Stages of Vocational Guidance of Education: 3 fasen

Dit artikel werpt licht op de drie stadia van beroepskeuzebegeleiding van het onderwijs, dwz (1) in elementaire of lagere schoolfase, (2) op middelbare schoolfase en (3) op het college of universiteitsfase.

1. In de basis- of lagere schoolfase :

Deze fase van het onderwijs is niet het echte en geschikte stadium voor de kinderen om te kiezen of een beslissing te nemen over hun roeping in relatie tot hun leeftijdsniveau. Daarom moet er op dit niveau geen formele organisatie van het programma voor beroepskeuzevoorlichting voor kinderen zijn. Maar het kind kan een algemene kennis van de wereld van werk hebben.

Het kan sterk worden gevisualiseerd dat slechts twee aspecten zoals "oriëntatie op een roeping en ontwikkelingsperspectieven van een roeping in dit stadium kunnen worden geïnitieerd". Sommige van de kwaliteiten en vaardigheden die een grotere beroepsmatige betekenis hebben en die in dit stadium goed kunnen worden ontwikkeld, moeten hier met de nodige nadruk worden vermeld.

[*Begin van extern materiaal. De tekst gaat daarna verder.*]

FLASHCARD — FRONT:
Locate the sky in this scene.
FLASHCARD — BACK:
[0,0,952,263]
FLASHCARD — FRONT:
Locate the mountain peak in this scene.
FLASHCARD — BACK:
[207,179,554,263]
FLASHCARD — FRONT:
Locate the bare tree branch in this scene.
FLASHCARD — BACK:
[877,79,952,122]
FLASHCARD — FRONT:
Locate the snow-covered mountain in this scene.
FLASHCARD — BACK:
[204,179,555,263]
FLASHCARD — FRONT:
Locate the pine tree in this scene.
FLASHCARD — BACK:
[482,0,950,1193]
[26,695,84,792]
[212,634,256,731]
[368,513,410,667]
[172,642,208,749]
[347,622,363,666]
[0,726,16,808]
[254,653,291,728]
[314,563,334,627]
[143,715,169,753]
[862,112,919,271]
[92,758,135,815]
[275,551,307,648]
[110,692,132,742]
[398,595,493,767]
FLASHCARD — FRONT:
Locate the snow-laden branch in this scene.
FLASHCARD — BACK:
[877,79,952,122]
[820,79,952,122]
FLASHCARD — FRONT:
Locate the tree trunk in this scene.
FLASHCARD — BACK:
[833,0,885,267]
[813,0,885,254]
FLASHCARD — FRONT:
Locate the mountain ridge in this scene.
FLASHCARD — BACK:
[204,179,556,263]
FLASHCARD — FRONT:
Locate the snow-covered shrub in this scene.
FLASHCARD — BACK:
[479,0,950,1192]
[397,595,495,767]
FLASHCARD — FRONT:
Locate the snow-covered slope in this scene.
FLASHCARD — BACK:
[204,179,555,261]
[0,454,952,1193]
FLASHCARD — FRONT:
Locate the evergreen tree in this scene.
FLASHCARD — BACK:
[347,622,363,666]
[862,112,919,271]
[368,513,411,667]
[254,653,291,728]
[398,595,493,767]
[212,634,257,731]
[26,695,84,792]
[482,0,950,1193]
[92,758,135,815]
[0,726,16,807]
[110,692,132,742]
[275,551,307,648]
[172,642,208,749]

De doelstellingen van beroepskeuzebegeleiding in deze fase zijn ontwikkelingsgericht omdat kinderen in de primaire fase interesse hebben in het bedrijfsleven, in de landbouw, in beroepen; maar hun interesses zijn louter begrippen en mogen niet serieus worden genomen. Hun wensen en verwachtingen zijn niet in overeenstemming met de realiteit.

Ze bevinden zich in een verkenningsfase terwijl het kind zijn interesse ontwikkelt om te groeien. Er ontstaat een serieuzere vorm van interesses in de volwassen fase. Dus deze adolescentieperiode is de juiste fase voor de kinderen om de juiste roeping te kiezen in overeenstemming met hun geschiktheid.

Voor het ontwikkelen van interesses en ijver onder de studenten met betrekking tot verschillende roepingen vanaf het allereerste begin, moeten in dit stadium de volgende kwaliteiten en vaardigheden worden ontwikkeld:

1. Liefde en respect voor handmatig werk.

2. Keurig en systematisch werk.

3. Training in gebruik van handen.

4. ordelijke ordening van materialen.

5. Goede oog-handcoördinatie.

6. Geest van coöperatief werk.

7. Goede interpersoonlijke relatie.

8. Een verlangen om beter te werken.

9. Beoordeling van het eigen product.

10. De winst delen met anderen.

2. Op de middelbare school Stage :

Deze fase van het onderwijs is de juiste en geschikte fase om het beroep te selecteren in overeenstemming met de geschiktheid van elk kind of elke student. De reden is dat het kind de adolescentieperiode al in deze fase van het onderwijs heeft bereikt. Het is dus de belangrijkste fase waarin het kind of de leerling in staat wordt gesteld om beslissingen te nemen over zijn toekomst in verband met de keuze van beroep of beroep.

Vandaar dat het volgende in overweging wordt genomen als de belangrijkste doelen van het organiseren van beroepskeuzebegeleiding op dit niveau:

1. Leerlingen helpen zichzelf te kennen.

2. Leerlingen helpen het kind op het werk te kennen, voldoende informatie over verschillende banen, vaardigheden en kansen.

3. Leerlingen helpen bij het maken van een juiste keuze van hun roeping.

4. Leerlingen helpen bij het vinden van geschikte banen in hun gekozen veldplaatsing, service.

5. Leerlingen helpen serieus na te denken over het al dan niet studeren.

3. Op het college of universiteitsfase:

Hoewel deze periode belangrijk is voor studenten bij de selectie van roeping of beroep, maar niet zozeer als de secundaire periode. Omdat het belang van het organiseren van beroepskeuzebegeleiding in deze periode bekend kan worden uit de volgende uitspraken die in dit stadium bekend staan ​​als de belangrijkste doelen van beroepskeuzevoorlichting.

De doelen zijn:

1. Studenten bijstaan ​​om hun studies in verband te brengen met de roepingen die aan het einde van hun college-carrière voor hen open zouden staan.

2. Ze helpen bij het maken van een gedetailleerde studie van de loopbaan die ze zouden willen volgen.

3. Hen bijstaan ​​om kennis te maken met de verschillende wegen van werk.

4. Ze helpen om zich bekend te maken met mogelijkheden voor hogere studies.

5. Assisteren om hen te informeren over de verschillende programma's van financiële bijstand - studiebeurzen, beurzen - om hun vooruitzichten te verbeteren.